For the LED array, we will use the same control pins for the mux to control the decoder. This decoder will instruct a power MOSFET to turn on its LEDs. We will also need resistors (not shown) for current limiting. For our diodes to work as desired, we need 100mA of current through them. In order to conserve power, we will try to have pairs of LEDs stacked on one another if the drain-source voltage of the MOSFET and on voltages of the LEDs permit enough headroom.

Finally, I also ran some tests this week to get a sense of how neighboring LEDs might interfere with light detection. These tests were done with a random IR photodiode, so we won’t put too much weight on them.
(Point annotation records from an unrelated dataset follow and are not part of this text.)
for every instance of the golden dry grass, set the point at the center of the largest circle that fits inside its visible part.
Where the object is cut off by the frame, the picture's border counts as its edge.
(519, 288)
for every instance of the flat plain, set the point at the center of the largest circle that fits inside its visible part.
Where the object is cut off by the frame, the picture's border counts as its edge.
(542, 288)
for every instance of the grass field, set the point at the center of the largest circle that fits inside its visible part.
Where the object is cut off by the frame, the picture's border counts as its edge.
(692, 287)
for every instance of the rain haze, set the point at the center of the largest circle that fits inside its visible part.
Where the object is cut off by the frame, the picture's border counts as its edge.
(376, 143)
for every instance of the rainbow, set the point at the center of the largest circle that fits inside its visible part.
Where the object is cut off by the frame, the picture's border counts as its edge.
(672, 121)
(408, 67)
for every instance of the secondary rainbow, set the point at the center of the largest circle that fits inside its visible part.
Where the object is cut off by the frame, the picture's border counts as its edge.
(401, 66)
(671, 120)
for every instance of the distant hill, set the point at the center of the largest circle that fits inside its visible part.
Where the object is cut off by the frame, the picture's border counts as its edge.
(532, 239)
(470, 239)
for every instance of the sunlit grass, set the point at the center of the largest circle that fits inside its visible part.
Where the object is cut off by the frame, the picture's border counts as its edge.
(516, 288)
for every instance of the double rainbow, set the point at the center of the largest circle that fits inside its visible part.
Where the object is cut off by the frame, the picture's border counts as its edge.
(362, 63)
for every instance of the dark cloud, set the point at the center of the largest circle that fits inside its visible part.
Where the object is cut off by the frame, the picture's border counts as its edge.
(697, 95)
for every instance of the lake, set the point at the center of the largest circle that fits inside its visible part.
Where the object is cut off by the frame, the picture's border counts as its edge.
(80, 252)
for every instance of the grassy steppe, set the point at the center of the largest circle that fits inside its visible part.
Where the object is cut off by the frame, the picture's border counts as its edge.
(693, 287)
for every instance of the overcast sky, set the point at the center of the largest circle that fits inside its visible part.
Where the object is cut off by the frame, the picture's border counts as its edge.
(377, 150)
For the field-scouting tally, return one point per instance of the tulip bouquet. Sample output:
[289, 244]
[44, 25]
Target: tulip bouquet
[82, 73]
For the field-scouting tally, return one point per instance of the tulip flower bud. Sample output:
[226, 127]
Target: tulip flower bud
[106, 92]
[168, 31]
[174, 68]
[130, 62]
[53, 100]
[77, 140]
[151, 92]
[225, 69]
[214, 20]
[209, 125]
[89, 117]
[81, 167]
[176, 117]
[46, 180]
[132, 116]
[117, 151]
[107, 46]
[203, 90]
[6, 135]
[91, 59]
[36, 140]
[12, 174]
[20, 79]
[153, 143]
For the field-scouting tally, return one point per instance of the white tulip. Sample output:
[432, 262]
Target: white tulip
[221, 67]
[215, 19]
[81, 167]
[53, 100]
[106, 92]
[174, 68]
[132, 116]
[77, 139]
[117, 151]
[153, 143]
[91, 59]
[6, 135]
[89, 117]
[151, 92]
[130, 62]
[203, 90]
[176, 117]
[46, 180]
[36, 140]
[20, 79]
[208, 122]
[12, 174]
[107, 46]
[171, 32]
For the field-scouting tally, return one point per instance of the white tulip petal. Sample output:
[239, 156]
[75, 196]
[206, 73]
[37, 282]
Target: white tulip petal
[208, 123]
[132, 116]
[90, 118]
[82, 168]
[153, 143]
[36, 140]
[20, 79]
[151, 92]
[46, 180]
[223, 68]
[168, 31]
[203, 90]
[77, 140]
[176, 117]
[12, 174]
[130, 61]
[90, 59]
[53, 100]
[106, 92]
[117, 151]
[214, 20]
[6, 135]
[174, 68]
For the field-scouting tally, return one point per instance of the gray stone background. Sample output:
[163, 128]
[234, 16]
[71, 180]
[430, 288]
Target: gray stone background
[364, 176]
We used the aforementioned 6° LED as well.

With regards to the timeline, I accomplished everything as was planned for this week, but nothing more. However, since our new implementation idea removes the need for a software simulation, I think we are slightly ahead of schedule. For next week, if we can get the parts before the next status update, it would be ideal to layout the circuit shown above and get it to interface with a Python-controlled Arduino. In the meantime, I will begin designing a PCB to get a sense of how much space our implementation will need.